Personal information
- Full name: Sara Josefina Holmgren
- Born: 29 March 1979 (age 47) Hörby, Sweden
- Height: 181 cm (5 ft 11 in)
- Playing position: Pivot

Youth career
- Team
- –: IK Lågan

Senior clubs
- Years: Team
- 0000-1999: IK Lågan
- 1999-2001: Team Skåne EIK
- 2001-2005: Horsens HK
- 2005-2008: FCK Handball
- 2008-2010: HC Leipzig

National team
- Years: Team / Apps / (Gls)
- 1998-2009: Sweden / 135 / (180)

= Sara Holmgren =

Swedish handball player (born 1979)

Sara Holmgren (born 1979) is a Swedish former handball player. She played for IK Lågan and Team Skåne EIK in her home country, Horsens HK and FCK Håndbold in Denmark and HC Leipzig in Germany. The also played for the Swedish national team.
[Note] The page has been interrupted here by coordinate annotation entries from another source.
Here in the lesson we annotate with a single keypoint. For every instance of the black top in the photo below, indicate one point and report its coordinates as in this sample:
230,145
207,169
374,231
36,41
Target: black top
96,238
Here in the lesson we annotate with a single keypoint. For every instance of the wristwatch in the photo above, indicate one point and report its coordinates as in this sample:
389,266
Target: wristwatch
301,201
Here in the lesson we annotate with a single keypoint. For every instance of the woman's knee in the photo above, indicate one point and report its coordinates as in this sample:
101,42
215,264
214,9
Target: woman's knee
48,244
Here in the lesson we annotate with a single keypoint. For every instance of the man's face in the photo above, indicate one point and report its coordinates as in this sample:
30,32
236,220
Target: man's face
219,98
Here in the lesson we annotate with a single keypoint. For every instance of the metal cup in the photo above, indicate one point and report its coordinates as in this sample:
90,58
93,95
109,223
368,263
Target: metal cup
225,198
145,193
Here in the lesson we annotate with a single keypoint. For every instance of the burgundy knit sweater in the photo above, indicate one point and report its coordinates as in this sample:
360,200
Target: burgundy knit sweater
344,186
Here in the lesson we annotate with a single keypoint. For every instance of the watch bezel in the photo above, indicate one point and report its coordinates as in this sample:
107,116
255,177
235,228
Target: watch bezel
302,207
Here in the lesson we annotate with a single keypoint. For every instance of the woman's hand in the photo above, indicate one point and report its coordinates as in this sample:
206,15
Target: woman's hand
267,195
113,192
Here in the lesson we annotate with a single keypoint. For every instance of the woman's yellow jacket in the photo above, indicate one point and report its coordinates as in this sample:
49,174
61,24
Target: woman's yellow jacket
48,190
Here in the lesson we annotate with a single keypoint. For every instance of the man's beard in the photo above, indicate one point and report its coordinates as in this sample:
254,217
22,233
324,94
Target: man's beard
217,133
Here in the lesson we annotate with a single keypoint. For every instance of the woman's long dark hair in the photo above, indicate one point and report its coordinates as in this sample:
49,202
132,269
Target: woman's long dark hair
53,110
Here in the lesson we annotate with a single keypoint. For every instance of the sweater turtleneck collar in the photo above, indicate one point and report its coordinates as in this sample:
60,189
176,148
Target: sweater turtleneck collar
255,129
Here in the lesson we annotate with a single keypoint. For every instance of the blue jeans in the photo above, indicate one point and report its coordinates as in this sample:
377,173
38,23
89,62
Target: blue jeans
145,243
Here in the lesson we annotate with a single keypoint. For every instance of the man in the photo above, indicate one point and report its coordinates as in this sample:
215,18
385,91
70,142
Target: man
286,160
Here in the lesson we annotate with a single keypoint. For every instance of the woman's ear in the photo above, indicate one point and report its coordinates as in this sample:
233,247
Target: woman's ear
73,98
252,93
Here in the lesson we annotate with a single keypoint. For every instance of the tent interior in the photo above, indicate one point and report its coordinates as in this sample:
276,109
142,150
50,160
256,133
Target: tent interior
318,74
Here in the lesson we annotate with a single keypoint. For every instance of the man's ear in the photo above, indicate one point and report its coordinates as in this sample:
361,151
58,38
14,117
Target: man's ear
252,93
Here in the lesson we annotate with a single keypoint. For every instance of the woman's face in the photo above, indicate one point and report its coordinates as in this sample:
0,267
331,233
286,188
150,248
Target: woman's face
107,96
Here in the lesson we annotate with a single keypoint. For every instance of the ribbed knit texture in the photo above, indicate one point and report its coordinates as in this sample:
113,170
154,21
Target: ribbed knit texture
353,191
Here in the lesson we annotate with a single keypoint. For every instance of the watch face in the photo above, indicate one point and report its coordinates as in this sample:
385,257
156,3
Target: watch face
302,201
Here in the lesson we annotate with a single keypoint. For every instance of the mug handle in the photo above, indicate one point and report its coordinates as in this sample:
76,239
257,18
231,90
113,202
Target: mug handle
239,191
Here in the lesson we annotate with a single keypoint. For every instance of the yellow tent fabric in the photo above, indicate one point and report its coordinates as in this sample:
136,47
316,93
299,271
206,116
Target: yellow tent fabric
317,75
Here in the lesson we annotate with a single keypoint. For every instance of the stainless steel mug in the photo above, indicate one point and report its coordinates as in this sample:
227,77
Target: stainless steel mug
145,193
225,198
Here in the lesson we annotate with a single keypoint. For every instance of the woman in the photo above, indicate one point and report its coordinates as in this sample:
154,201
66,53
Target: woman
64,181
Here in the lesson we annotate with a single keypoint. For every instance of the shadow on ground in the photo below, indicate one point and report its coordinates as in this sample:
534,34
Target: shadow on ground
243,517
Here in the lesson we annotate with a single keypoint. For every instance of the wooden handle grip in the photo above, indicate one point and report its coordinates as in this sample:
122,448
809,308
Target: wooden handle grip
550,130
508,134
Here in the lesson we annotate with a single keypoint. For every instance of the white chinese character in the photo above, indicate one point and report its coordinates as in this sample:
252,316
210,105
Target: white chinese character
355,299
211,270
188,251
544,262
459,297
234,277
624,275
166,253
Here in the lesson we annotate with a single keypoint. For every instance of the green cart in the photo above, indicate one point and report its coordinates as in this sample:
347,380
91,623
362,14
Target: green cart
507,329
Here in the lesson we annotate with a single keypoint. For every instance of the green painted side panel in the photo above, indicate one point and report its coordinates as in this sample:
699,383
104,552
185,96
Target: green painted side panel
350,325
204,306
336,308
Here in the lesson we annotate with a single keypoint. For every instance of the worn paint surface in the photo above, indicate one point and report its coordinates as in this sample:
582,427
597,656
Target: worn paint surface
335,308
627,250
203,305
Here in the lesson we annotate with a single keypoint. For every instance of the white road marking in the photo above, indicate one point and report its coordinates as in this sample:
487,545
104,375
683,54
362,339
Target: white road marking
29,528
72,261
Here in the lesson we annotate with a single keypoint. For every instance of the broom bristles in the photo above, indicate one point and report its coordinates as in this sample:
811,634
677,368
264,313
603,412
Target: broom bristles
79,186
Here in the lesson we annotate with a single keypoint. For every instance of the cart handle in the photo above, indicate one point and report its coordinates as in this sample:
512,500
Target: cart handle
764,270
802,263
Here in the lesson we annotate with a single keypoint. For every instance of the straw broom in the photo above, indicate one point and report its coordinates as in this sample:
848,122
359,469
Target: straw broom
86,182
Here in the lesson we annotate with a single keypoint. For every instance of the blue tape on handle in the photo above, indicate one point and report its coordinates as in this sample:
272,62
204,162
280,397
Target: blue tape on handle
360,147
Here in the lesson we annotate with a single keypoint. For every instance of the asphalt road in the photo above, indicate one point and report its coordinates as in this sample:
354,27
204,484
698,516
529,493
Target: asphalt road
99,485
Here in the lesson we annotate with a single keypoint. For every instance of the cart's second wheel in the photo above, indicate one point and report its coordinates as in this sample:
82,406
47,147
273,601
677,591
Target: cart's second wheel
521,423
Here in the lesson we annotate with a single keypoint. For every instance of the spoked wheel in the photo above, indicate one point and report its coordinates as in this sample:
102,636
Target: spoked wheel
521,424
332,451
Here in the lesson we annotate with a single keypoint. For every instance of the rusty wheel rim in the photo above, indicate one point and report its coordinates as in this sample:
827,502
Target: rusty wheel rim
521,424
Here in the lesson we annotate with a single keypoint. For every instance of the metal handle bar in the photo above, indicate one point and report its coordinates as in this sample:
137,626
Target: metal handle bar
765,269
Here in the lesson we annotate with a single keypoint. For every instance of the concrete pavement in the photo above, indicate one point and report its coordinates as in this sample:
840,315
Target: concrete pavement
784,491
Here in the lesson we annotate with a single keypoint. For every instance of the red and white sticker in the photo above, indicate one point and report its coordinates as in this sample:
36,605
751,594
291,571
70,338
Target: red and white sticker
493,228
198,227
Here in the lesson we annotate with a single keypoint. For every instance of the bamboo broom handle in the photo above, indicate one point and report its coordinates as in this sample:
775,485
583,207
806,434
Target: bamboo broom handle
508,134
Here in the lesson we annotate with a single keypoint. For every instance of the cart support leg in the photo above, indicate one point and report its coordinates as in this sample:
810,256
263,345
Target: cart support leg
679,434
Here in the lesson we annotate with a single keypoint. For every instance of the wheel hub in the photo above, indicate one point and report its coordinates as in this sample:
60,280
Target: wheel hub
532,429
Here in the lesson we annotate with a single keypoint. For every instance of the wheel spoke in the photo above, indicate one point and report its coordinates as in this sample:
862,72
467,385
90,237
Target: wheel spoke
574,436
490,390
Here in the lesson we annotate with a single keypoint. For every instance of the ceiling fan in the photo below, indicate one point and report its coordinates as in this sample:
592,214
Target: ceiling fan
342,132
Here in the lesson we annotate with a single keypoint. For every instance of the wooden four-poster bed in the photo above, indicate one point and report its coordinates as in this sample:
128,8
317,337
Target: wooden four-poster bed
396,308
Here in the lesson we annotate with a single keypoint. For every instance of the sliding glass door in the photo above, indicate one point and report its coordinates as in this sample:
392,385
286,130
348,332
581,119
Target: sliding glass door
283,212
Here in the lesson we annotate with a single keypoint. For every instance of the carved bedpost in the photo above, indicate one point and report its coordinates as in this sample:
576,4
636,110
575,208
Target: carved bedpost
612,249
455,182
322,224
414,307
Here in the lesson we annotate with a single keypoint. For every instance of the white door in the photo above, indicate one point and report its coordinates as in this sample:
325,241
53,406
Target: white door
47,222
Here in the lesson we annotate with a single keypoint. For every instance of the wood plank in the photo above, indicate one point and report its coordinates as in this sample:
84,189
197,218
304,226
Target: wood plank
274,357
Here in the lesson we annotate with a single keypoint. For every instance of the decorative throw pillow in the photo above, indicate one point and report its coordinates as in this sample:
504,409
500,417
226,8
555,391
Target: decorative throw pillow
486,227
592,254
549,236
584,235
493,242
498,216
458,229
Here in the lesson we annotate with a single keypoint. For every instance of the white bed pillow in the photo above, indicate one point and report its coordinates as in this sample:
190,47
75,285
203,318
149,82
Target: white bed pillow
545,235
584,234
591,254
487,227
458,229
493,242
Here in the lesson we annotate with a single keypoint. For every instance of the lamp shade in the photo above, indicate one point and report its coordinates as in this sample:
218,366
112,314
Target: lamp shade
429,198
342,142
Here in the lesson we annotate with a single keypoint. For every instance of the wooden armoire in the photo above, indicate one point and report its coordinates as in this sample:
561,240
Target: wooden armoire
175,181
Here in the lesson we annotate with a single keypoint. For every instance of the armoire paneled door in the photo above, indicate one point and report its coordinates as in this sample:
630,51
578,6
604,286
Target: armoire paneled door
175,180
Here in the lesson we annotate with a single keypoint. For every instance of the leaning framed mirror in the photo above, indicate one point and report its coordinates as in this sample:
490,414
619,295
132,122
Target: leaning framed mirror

She participated at the 2008 Summer Olympics in China, where the Swedish team placed eighth.

==Career==
Holmgren started playing handball at IK Lågan from her home town Hörby, where she played until she debuted for the Swedish national team at the age of 19. She then joined Team Skåne EIK, before moving to Denmark to become a professional handball player. Here she played four years for Horsens HK before joining FCK Håndbold. In 2004 she won the Danish Cup with Horsens HK.

Her last club was German HC Leipzig where she played for two years and won two Championships.

==Post player career==
She has a degree in Medicine. In this role she has been a part of staff around the Swedish national team.

In 2014 she was elected for the Swedish Handball Federation board.